Far from a Sanskrit text, the theme of a recent class given at Yoga Vida NYC by Hilaria Thomas focused on shoulder and spine anatomy. The Yoga Sleuth wrote that just when it seemed that class was done, Ms. Thomas announced that she always finished with ab work.

“She added if we didn’t think it was part of our yogic practice it was totally cool and we didn’t have to participate,” wrote the Sleuth, who skipped the gym-style crunches. The Sleuth isn’t an idle gossip; no mention was made of Ms. Thomas’s romantic link with Alec Baldwin.

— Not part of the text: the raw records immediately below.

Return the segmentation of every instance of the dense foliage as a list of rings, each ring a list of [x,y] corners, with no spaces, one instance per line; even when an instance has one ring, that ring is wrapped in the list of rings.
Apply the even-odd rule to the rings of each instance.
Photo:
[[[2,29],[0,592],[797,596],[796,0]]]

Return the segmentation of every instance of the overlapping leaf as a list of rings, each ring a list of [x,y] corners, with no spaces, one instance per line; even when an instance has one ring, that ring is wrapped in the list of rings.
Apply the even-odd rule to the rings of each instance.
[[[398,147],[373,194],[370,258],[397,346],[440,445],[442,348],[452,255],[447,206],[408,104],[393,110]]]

The closest thing to a critical comment about the Sleuth comes from some yoga teachers who say the Sleuth is inside-yoga and not necessarily a way of getting people on the mat. “I’m very grateful for the support, but I don’t know if it translates into students,” said Ms. Perretti, who nevertheless posted the review of her class on her Facebook page. “They are preaching to the choir.” (Or perhaps chanting?)

Ms. Samir of Jivamukti, who posted the Sleuth review of her class on her Web site, said, “Some of my friends who are yoga teachers say that nobody reads YogaCity but yoga teachers.” She added, “I definitely read it.”